Treatment of Parkinson Disease and Multiple System Atrophy Using Intranasal Insulin.

Status:
Completed

Trial end date:
2015-09-01

Target enrollment:
0

Participant gender:
All

Summary

Parkinson disease (PD) and multiple system atrophy (MSA) are progressive neurodegenerative disorders characterized by abnormal accumulation of α-synuclein. There is no effective treatment that can slow down the disease progression and both disorders are associated with severe cognitive decline. It was shown that intranasal insulin (INI) improves learning and memory in healthy and cognitively impaired non-diabetic adults. The proof-of-concept, randomized, placebo-controlled, cross-over pilot study ( NCT01206322) has shown that a single 40 international units dose of intranasal insulin improves visuospatial memory in diabetes and control subjects. This proposal includes randomized, double blinded, placebo-controlled trial of intranasal insulin (40 international units daily) in treatment of PD and MSA. The study will evaluate 22 patients with PD and 22 patients with MSA. Total duration of the study will be 2 years. The primary goal is to assess the efficacy of INI in treatment of cognitive abnormalities in both PD and MSA. The primary efficacy end point will be change of the cognitive scale ratings.

Phase:

Phase 2

Accepts Healthy Volunteers?

Details

Lead Sponsor:

Peter Novak
University of Massachusetts, Worcester

Treatments:

Insulin
Insulin, Globin Zinc

Criteria

Inclusion Criteria:

1. Males or females older than 17 years.

2. Clinical diagnosis of Parkinson disease or multiple system atrophy.
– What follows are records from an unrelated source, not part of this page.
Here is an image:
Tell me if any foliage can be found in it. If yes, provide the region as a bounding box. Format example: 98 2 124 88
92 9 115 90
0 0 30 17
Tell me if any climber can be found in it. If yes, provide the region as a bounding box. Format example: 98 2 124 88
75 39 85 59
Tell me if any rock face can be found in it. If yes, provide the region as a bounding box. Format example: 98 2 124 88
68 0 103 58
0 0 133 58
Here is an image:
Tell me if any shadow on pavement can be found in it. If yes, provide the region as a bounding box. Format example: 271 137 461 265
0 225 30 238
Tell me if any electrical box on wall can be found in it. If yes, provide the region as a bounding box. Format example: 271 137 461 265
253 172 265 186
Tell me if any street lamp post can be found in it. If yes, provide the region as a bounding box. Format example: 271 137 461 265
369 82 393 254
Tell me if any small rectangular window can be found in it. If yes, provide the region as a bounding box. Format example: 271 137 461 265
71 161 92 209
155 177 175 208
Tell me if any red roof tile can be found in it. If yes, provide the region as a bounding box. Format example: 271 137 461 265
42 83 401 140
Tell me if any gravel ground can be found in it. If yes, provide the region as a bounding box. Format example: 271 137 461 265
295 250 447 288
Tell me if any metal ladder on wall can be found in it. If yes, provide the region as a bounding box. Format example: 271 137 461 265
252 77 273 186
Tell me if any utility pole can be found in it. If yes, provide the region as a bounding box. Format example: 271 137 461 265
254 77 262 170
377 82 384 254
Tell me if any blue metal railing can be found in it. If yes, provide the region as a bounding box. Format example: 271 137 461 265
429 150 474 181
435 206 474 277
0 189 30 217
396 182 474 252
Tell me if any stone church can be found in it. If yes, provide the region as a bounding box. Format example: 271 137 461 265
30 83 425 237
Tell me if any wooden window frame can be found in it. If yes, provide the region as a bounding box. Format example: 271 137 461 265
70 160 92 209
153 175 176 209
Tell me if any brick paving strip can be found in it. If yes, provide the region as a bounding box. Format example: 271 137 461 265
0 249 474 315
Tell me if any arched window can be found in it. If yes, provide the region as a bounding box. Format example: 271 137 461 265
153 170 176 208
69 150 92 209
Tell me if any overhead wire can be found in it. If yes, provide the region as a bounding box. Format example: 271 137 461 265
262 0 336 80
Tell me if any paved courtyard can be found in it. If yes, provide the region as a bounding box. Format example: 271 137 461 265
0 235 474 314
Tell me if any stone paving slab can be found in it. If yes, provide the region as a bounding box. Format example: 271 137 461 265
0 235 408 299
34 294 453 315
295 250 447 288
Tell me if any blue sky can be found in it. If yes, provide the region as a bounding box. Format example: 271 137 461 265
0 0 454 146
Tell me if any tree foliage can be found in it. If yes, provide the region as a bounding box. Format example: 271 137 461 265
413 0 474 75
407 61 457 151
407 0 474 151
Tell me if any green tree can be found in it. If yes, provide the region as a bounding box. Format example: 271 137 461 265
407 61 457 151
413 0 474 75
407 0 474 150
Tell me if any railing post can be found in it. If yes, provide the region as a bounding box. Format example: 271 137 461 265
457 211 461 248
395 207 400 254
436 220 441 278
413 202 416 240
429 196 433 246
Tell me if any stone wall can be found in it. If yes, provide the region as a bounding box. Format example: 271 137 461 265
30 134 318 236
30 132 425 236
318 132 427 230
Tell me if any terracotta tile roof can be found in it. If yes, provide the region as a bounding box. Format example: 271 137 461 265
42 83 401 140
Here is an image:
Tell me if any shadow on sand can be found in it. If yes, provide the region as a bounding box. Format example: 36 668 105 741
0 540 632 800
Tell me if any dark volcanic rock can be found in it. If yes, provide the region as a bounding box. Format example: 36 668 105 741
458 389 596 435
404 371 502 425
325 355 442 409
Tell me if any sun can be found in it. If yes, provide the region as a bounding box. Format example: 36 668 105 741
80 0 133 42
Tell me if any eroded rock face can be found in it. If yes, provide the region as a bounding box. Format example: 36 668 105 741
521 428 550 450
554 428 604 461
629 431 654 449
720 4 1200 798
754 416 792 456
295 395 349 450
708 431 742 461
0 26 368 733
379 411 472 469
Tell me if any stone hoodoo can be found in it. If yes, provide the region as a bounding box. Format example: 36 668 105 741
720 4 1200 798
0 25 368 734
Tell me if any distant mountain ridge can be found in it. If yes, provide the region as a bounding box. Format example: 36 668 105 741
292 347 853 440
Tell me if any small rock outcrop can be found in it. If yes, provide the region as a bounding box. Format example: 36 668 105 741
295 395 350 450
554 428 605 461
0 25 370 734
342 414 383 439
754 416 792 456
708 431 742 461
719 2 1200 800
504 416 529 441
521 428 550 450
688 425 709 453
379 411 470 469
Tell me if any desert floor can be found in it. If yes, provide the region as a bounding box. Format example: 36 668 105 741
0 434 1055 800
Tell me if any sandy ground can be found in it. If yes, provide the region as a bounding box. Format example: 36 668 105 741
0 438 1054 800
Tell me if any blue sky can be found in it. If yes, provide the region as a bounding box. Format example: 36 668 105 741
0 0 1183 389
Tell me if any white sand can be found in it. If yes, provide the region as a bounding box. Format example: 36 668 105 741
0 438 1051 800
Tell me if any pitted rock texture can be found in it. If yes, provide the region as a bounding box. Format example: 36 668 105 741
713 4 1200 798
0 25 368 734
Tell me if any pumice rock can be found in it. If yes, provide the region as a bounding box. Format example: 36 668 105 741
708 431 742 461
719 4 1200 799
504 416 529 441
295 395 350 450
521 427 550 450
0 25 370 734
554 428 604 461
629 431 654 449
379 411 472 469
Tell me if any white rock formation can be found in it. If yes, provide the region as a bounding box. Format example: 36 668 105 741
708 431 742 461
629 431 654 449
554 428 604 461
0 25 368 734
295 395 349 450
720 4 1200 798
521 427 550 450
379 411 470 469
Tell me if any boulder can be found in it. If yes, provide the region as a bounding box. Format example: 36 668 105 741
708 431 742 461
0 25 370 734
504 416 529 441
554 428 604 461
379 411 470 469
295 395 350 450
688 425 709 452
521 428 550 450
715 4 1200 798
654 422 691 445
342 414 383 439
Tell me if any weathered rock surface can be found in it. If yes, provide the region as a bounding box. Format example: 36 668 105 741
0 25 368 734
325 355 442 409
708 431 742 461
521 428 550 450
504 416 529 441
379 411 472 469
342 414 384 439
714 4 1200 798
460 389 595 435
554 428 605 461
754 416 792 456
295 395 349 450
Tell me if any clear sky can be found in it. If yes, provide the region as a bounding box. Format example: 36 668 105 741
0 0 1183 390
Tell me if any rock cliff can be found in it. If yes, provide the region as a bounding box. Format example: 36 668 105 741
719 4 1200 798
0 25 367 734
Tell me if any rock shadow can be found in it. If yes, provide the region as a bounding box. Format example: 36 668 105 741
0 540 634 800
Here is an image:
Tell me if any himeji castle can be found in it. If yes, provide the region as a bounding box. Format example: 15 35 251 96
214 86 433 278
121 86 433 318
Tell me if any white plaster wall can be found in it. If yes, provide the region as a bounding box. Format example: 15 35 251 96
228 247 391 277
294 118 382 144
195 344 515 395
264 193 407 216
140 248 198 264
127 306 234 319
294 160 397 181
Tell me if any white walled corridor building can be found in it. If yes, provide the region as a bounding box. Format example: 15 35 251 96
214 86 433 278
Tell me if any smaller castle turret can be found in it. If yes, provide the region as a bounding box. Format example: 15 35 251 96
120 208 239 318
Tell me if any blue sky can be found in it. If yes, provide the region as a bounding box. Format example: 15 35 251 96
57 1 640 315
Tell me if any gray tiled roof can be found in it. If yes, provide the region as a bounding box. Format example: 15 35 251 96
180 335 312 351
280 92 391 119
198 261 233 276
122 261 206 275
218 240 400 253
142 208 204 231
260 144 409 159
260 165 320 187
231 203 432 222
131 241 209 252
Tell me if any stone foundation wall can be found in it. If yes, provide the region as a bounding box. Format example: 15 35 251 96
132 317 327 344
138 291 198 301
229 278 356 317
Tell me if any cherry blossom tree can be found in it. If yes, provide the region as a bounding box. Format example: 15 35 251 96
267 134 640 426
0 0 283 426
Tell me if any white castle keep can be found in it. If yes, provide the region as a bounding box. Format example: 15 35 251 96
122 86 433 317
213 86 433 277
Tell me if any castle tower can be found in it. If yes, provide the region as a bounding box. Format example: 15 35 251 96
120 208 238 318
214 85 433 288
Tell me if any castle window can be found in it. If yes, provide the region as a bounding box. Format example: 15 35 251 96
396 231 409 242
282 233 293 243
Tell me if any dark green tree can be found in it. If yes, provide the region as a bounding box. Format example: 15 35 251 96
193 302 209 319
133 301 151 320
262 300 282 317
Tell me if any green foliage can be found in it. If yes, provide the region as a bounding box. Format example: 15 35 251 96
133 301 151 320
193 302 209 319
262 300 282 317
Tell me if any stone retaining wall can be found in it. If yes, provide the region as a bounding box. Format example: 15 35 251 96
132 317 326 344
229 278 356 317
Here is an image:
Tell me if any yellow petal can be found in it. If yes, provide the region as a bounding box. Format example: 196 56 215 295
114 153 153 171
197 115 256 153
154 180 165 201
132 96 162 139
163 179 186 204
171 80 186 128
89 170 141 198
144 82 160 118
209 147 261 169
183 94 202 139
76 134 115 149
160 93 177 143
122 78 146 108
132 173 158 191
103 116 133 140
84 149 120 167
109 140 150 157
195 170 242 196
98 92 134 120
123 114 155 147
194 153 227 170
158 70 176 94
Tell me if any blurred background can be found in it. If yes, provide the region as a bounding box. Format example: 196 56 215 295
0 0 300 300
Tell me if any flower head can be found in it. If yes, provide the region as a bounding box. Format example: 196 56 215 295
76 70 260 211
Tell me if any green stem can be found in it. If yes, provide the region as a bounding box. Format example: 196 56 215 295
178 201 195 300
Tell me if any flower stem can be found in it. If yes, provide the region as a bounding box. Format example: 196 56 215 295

3. Provide written informed consent to participate in the study.

4. Understand that they may withdraw their consent at any time.

Exclusion Criteria:

1. Women who are pregnant or lactating.

2. In the investigator's opinion, have significant systemic, hepatic, cardiovascular,
renal or other illness that can interfere based on investigator judgment with the
trial.

3. History of dementia.

4. Unable to walk without help for at least 1 minute.

5. History of allergic reaction to insulin.

6. The presence of inflammation of nasal cavity that may prevents absorption of insulin.